Doesn’t a journalist working abroad who is about to release classified information about a war crime—thus committing a crime—that will provoke retribution or a break with allies—endangering Americans—fit this definition of a target?
Walzer didn’t initially think that it did. The danger to Americans, he said, had “to come directly not indirectly from the target before he can be a target.” McMahan had a different view:
If the release of classified information really would seriously endanger the lives of innocent people and the only way to prevent the release of the information was to kill the journalist, then the journalist would be liable to attack. But the evidential standards in such a case would be very high and would be unlikely to be satisfiable in practice.

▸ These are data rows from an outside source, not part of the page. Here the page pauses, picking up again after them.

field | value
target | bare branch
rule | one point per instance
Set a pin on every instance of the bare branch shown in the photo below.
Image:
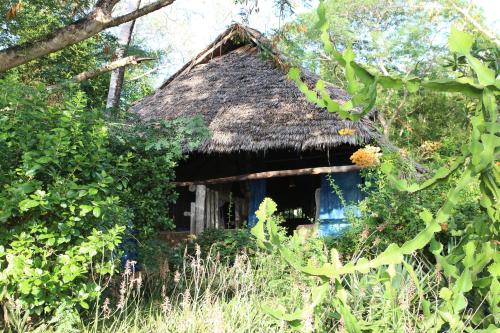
(131, 60)
(141, 12)
(98, 20)
(485, 31)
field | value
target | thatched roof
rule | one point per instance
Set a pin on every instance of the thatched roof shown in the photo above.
(238, 84)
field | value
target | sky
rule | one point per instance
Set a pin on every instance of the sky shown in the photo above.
(186, 27)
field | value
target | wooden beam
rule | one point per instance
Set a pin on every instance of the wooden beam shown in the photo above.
(200, 208)
(192, 221)
(273, 174)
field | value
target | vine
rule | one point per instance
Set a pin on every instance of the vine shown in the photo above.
(472, 268)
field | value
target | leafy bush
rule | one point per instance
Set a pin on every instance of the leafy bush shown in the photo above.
(153, 153)
(60, 212)
(71, 189)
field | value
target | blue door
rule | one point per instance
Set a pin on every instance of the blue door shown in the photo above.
(332, 213)
(257, 195)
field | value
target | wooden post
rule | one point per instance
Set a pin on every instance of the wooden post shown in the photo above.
(200, 208)
(216, 210)
(237, 212)
(192, 221)
(208, 209)
(317, 195)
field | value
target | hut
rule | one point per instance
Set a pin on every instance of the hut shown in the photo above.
(265, 139)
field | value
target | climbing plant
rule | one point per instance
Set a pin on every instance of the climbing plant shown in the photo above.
(472, 266)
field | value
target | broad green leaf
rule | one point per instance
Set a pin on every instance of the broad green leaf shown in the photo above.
(26, 204)
(459, 41)
(485, 75)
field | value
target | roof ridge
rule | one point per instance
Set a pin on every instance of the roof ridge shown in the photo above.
(252, 34)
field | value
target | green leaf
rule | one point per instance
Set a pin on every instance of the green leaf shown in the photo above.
(96, 211)
(294, 74)
(459, 41)
(26, 204)
(485, 75)
(84, 209)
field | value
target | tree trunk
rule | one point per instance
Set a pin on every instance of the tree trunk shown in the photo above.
(99, 19)
(118, 75)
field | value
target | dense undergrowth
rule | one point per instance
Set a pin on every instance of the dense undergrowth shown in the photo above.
(209, 294)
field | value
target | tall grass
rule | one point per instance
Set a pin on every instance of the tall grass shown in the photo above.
(209, 295)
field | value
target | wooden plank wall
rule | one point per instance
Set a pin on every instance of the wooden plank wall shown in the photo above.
(205, 211)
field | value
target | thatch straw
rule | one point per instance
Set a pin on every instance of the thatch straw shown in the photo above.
(239, 86)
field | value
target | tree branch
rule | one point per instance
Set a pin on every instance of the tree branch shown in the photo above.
(99, 19)
(490, 34)
(131, 60)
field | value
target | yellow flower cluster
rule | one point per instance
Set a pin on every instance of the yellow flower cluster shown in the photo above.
(367, 157)
(347, 131)
(430, 147)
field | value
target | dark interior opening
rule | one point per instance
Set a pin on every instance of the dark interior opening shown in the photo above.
(295, 199)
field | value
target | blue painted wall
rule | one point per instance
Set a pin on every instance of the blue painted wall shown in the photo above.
(257, 195)
(332, 213)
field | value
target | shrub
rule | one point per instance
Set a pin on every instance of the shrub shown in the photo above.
(60, 212)
(71, 189)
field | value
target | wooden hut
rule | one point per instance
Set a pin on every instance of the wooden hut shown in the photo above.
(266, 138)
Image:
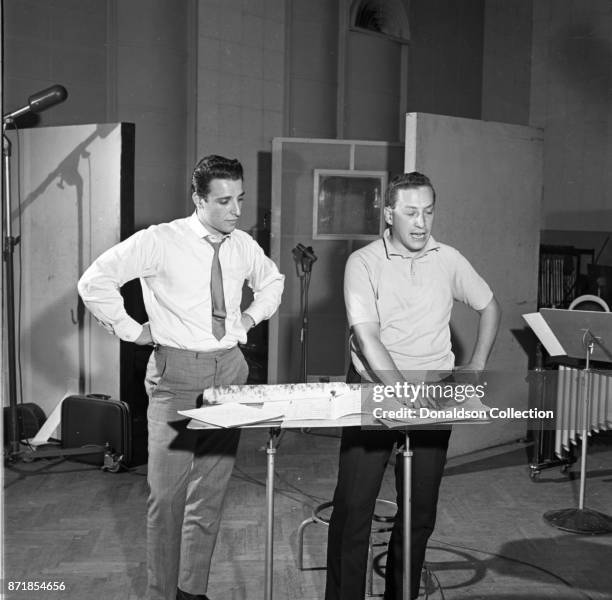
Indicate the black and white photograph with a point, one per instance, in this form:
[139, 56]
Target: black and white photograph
[306, 300]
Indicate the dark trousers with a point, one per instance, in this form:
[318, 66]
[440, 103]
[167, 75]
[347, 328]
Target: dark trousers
[363, 458]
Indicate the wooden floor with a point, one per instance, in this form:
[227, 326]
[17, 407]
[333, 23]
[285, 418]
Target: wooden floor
[70, 522]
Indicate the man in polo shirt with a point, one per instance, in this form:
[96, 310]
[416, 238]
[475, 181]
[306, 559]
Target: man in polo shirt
[399, 292]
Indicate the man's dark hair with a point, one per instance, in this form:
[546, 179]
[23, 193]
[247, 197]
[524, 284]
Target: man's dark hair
[214, 167]
[406, 181]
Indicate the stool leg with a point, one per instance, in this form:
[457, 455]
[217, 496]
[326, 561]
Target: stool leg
[370, 570]
[301, 529]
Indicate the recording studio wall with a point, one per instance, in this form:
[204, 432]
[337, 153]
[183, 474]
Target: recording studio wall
[293, 164]
[76, 186]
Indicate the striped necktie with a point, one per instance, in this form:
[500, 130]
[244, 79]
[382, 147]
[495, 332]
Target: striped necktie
[216, 293]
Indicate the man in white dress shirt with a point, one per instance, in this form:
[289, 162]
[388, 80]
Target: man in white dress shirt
[192, 272]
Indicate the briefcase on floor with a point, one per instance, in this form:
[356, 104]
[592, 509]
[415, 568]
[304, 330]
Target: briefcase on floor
[97, 420]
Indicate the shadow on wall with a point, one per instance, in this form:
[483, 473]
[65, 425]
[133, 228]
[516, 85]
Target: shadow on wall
[65, 176]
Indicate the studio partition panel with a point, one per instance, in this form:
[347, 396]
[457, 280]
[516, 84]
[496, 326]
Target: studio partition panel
[73, 197]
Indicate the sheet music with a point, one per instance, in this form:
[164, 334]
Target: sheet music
[305, 409]
[545, 335]
[233, 414]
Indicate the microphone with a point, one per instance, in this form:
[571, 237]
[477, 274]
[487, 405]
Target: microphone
[307, 252]
[40, 101]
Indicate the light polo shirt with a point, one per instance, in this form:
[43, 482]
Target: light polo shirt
[411, 298]
[173, 261]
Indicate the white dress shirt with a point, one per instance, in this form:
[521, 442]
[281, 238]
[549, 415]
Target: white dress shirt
[173, 261]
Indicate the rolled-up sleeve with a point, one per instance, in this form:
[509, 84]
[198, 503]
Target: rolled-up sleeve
[267, 284]
[100, 284]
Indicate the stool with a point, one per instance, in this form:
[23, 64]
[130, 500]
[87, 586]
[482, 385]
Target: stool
[380, 524]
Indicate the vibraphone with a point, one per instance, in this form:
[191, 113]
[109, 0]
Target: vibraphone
[569, 409]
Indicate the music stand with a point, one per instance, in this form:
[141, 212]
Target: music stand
[577, 334]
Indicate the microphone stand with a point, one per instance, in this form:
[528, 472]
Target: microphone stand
[36, 103]
[8, 251]
[304, 259]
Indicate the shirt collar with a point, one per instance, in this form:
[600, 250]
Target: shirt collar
[390, 250]
[196, 226]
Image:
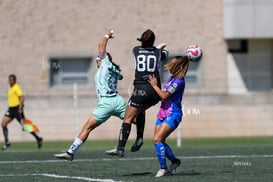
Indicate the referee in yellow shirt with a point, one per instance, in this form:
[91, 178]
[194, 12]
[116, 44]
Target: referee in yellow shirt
[15, 110]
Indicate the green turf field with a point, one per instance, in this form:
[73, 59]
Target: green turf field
[224, 159]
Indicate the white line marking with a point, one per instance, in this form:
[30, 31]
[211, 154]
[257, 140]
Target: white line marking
[61, 176]
[138, 158]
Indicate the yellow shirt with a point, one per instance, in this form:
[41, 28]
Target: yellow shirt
[13, 95]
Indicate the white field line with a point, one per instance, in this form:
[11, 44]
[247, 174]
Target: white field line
[138, 158]
[61, 176]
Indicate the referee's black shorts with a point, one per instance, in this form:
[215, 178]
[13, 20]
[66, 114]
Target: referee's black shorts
[143, 95]
[13, 112]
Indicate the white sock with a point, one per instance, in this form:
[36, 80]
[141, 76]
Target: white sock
[75, 146]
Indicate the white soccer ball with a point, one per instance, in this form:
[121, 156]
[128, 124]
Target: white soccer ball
[194, 53]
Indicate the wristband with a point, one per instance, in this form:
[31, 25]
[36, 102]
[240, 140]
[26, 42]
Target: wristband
[106, 36]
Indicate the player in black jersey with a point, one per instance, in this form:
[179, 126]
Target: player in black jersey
[147, 60]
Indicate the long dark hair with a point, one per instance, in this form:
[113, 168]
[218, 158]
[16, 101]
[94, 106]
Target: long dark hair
[147, 38]
[110, 58]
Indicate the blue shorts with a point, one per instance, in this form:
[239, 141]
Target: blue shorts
[173, 121]
[109, 106]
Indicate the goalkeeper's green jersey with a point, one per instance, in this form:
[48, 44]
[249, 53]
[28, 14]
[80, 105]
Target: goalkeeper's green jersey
[107, 78]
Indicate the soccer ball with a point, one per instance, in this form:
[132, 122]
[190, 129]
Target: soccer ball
[194, 53]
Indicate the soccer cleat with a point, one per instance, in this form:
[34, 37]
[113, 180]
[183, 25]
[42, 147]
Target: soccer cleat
[161, 172]
[111, 151]
[65, 156]
[136, 146]
[174, 165]
[40, 142]
[6, 145]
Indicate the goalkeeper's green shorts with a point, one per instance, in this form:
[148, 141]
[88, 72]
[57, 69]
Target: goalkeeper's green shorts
[109, 106]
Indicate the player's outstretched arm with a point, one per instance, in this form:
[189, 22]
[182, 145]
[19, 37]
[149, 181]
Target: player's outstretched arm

“So Michael wouldn’t kill the journalist but Jeff just might…” I posted, and the chat moved on. But the question of the journalist is worth dwelling on, because it gets at some of the fundamental problems with the targeted-killing program. Who is “dangerous”? And who decides? A Justice Department white paper laying out the circumstances in which the President can kill Americans talks not only about Al Qaeda but also about “associated forces,” not clearly defined. Michael Crowley, of Time, pointed out that Jeh Johnson, the former Pentagon general counsel, has said that “Our enemy does not include anyone solely in the category of activist, journalist, or propagandist,” and I don't mean to say that the current Administration has adopted the logic that it does, though that “solely” can do a lot of work. The vagueness could easily increase with the passage of time, as targeted killings shift from a policy to a precedent. The logical chain, as illustrated in our chat, can move very quickly.